22 January 2021: As the 31 January self assessment deadline inches ever closer, criminals are becoming increasingly credible in their attempts to defraud their victims using email, text and internet communications.

Scammers are producing increasingly convincing emails and spoof websites, which typically ask for money to be transferred into a new account, promising tax rebates or even threatening arrest if they don’t pay the fictitious tax owed.

One concerning development flagged to ICAEW Insights is that criminals are using HMRC’s public style guide, which contains information about the tax authority’s use of language and fonts. This makes it harder for taxpayers to spot fraudulent activity. 

However, Jed Kafetz, Head of Penetration Testing at security services company Redscan, told ICAEW Insights that one of the best ways of spotting such attacks was still to look for errors and discrepancies in the style and presentation of communications.

Kafetz said the emotional response elicited by HMRC communications was one of the reasons scams of this nature were so successful and popular among cybercriminals. “Attackers know that people are fearful of HMRC’s powers and that this can prompt them to click a link without scrutinising it properly.”

“Just as a real bank would never ask customers to share their pin on the phone, the real HMRC never sends emails asking for details or payment,” Kafetz added. “Accountants should remind clients that HMRC only sends letters regarding taxpayer specific information, never emails. If everyone was aware of this fact, all HMRC phishing emails would fail and eventually stop. Alas, this is not the case yet and HMRC has to take down thousands of spoofed websites every year.”

Mike Fell, HMRC’s Head of Cyber Operations, said criminals were abusing HMRC’s well-known brand to add credibility to their scams. He stressed that HMRC would never contact taxpayers directly asking to pay money into a bank account. 

“If someone texts, calls or emails claiming to be from HMRC, saying that you are due a tax refund or owe tax, or asks for bank or other personal details, it might be a scam. Check gov.uk for our scams checklist and to report tax scams,” Fell said.

ICAEW is warning that communications that are unexpected, threatening and with spelling mistakes or from an email address that looks wrong should ring warning bells. 

Anita Monteith, ICAEW Tax Policy Manager, said bearing in mind the looming tax deadline, it was important to be increasingly vigilant and act with caution: “Do not give out personal information, download attachments or click on links in unexpected text messages or emails. 
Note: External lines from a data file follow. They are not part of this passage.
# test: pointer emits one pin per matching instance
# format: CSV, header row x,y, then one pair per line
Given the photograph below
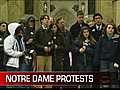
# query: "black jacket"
x,y
29,32
107,49
41,39
96,34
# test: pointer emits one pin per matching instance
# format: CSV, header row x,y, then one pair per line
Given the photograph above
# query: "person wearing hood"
x,y
14,49
107,54
29,31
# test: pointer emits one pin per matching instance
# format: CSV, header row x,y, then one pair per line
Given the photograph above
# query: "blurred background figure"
x,y
3,35
90,22
51,19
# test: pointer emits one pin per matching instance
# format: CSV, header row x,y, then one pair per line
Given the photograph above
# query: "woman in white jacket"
x,y
14,48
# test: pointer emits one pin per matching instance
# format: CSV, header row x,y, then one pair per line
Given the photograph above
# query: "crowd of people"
x,y
93,45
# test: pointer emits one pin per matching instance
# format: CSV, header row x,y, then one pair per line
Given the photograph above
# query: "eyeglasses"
x,y
3,26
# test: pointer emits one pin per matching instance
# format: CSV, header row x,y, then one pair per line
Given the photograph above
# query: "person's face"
x,y
61,23
3,27
45,21
80,18
50,20
86,33
31,24
110,30
54,28
91,24
98,20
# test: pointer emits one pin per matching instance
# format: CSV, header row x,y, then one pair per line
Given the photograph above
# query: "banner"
x,y
49,78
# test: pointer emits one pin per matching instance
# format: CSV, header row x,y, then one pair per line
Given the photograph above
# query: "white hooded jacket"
x,y
11,46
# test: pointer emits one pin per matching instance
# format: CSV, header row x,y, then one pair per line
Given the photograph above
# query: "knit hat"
x,y
2,21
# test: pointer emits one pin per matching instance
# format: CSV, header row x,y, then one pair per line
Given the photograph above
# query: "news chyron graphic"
x,y
49,78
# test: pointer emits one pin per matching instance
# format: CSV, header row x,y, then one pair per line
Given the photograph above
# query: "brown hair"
x,y
82,38
104,33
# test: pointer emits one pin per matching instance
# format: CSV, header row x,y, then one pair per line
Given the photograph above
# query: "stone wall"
x,y
13,10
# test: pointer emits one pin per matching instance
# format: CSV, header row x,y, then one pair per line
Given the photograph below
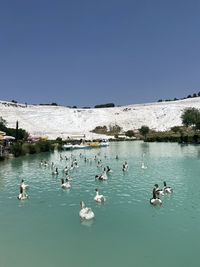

“Visit the HMRC website for advice on how to report suspicious calls or messages, and if you think you’ve been a victim of a scam and have suffered lost money, report it to Action Fraud,” Monteith added. Tax refunds can always be safely claimed by logging into your Personal Tax Account.

In the last 12 months, HMRC has responded to more than 846,000 referrals of suspicious HMRC contact from the public and reported over 15,500 malicious web pages to internet service providers. Almost 500,000 of the referrals from the public offered bogus tax rebates, where fraudsters use phone, email or texts to contact victims, primarily offering bogus tax rebates to extract personal details, and particularly their bank details.